Gaudissart s’en alla, commentant cette réponse, qu’il trouvait pleine de mauvais présages. Pour la première fois de sa vie, le Voyageur ne dîna pas joyeusement. Le bourg de Vouvray fut mis en émoi par l’aventure de Gaudissart et de monsieur Vernier. Il n’avait jamais été question de duel dans ce benin pays.

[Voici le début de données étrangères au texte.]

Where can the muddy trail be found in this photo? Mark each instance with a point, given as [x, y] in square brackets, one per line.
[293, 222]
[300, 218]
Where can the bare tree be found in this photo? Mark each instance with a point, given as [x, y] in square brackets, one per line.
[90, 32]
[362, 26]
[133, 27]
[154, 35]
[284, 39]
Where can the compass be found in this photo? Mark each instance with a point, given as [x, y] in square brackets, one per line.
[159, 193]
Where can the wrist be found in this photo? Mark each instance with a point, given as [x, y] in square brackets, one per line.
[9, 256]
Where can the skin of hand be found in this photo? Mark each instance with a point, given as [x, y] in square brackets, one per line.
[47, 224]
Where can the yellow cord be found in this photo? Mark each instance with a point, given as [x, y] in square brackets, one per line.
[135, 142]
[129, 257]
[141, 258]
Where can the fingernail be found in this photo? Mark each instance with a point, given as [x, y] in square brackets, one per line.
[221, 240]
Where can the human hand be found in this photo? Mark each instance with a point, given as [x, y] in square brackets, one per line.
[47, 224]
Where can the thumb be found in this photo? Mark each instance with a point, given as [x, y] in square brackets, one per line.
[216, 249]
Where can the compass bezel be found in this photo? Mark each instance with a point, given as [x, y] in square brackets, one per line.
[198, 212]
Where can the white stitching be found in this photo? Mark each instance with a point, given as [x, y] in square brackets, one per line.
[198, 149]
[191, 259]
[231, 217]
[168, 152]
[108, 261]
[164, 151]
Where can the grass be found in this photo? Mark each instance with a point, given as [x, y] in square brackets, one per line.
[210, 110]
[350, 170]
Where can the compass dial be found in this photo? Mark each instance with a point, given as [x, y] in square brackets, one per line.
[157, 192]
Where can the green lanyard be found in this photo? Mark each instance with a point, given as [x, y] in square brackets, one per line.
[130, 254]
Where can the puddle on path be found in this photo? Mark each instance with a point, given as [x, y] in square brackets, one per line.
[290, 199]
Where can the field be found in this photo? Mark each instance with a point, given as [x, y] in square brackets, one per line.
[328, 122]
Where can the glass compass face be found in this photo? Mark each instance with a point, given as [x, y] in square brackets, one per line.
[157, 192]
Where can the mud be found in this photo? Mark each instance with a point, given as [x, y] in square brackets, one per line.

— Monsieur Mitouflet, je dois me battre demain avec monsieur Vernier, je ne connais personne ici, voulez-vous me servir de témoin ? dit Gaudissart à son hôte.

— Volontiers, répondit l’aubergiste.

À peine Gaudissart eut-il achevé de dîner que madame Fontanieu et l’adjoint de Vouvray vinrent au Soleil-d’Or, prirent à part Mitouflet, et lui représentèrent combien il serait affligeant pour le canton qu’il y eût une mort violente ; ils lui peignirent l’affreuse situation de la bonne madame Vernier, en le conjurant d’arranger cette affaire, de manière à sauver l’honneur du pays.

— Je m’en charge, dit le malin aubergiste.

Le soir Mitouflet monta chez le voyageur des plumes, de l’encre et du papier.

— Que m’apportez-vous là ? demanda Gaudissart.

— Mais vous vous battez demain, dit Mitouflet ; j’ai pensé que vous seriez bien aise de faire quelques petites dispositions ; enfin que vous pourriez avoir à écrire, car on a des êtres qui nous sont chers. Oh ! cela ne tue pas. Êtes-vous fort aux armes ? voulez-vous vous rafraîchir la main ? j’ai des fleurets.

— Mais volontiers.

Mitouflet revint avec des fleurets et deux masques.

— Voyons !

L’hôte et le Voyageur se mirent tous deux en garde ; Mitouflet, en sa qualité d’ancien prévôt des grenadiers, poussa soixante-huit bottes à Gaudissart, en le bousculant et l’adossant à la muraille.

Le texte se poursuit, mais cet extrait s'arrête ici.